- Born: 1949 (age 76–77)
- Occupation: Experimental psychologist
- Spouse: Susan Hurley (m. 1986; d. 2007) Lalla Ward ​(m. 2020)​

= Nicholas Rawlins =

British experimental psychologist

John Nicholas Pepys Rawlins (born 31 May 1949) is a British experimental psychologist, one of the pro vice-chancellors and the vice-president of The Chinese University of Hong Kong.

==Life==
Born in 1949, he is the only son of Sir John Rawlins and the grandson of Stuart Rawlins. He was educated at Westbury House School and Winchester College before reading for a BA in Psychology, Physiology and Philosophy at University College, Oxford. He was awarded first class honours in 1971. He subsequently studied for a D.Phil at Oxford under the supervision of Jeffrey Gray. He was married to the philosopher Susan Hurley from 1986 until her death on 16 August 2007.

Rawlins is Pro-Vice-Chancellor and Professor of Behavioural Neuroscience at the University of Oxford. His research interests include animal learning and memory, brain mechanisms of memory storage, animal models of psychosis, attentional deficits in schizophrenia, functional magnetic resonance imaging studies of pain in humans, and behavioural phenotyping of genetically modified mice.

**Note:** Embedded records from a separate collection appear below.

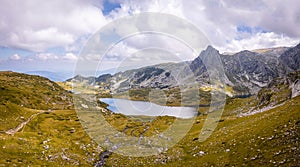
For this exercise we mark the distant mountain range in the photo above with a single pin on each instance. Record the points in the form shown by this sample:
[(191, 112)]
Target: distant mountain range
[(246, 71)]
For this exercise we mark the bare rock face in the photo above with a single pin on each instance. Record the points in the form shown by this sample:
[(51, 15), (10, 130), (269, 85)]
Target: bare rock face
[(247, 72), (296, 88), (291, 58)]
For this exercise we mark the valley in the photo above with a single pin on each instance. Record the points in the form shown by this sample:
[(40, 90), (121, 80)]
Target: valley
[(60, 124)]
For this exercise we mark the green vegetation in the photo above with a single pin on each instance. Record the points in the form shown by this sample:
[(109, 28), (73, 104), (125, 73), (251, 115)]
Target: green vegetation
[(55, 137)]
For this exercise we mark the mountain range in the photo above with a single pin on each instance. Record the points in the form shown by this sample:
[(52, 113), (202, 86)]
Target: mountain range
[(246, 72)]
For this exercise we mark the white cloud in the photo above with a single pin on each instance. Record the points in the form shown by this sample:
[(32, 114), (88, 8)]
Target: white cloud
[(37, 25), (45, 56), (15, 57), (267, 40), (219, 19), (70, 56)]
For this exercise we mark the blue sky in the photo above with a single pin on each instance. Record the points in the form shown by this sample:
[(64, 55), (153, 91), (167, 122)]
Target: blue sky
[(49, 36)]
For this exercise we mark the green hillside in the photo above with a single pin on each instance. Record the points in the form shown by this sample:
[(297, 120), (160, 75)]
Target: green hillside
[(253, 131)]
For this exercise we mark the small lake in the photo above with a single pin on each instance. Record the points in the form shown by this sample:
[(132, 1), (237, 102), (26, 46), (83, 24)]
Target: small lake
[(130, 107)]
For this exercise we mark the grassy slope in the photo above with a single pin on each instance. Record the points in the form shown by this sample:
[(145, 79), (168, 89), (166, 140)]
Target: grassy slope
[(54, 138), (265, 139), (58, 139)]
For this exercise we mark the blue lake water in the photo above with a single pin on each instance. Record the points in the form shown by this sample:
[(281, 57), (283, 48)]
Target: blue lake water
[(130, 107)]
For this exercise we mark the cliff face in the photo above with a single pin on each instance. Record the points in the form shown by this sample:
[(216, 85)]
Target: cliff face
[(246, 71)]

Rawlins was a Fellow of University College, Oxford, from 1983 until the end of 2007, when he moved to a Professorial Fellowship at Wolfson College, Oxford. He retains his link with University College as an Emeritus Fellow. He was appointed as Oxford University's Pro-Vice-Chancellor for Development and External Affairs on 23 June 2010.

In 2018, Rawlins became Master of Morningside College of the Chinese University of Hong Kong. In August 2021, he was appointed as one of the Pro-Vice-Chancellors of the University. By the end of 2025, he stepped down from these two positions.

He was elected a Fellow of the Academy of Medical Sciences in 2006.

==Works==
His most cited paper is entitled "Place Navigation Impaired in Rats with Hippocampal Lesions", published in Nature in 1982 jointly with Richard G. Morris, Paul Garrud, and John O'Keefe, which as of November 2024 had been cited 6,268 times, according to scite.ai.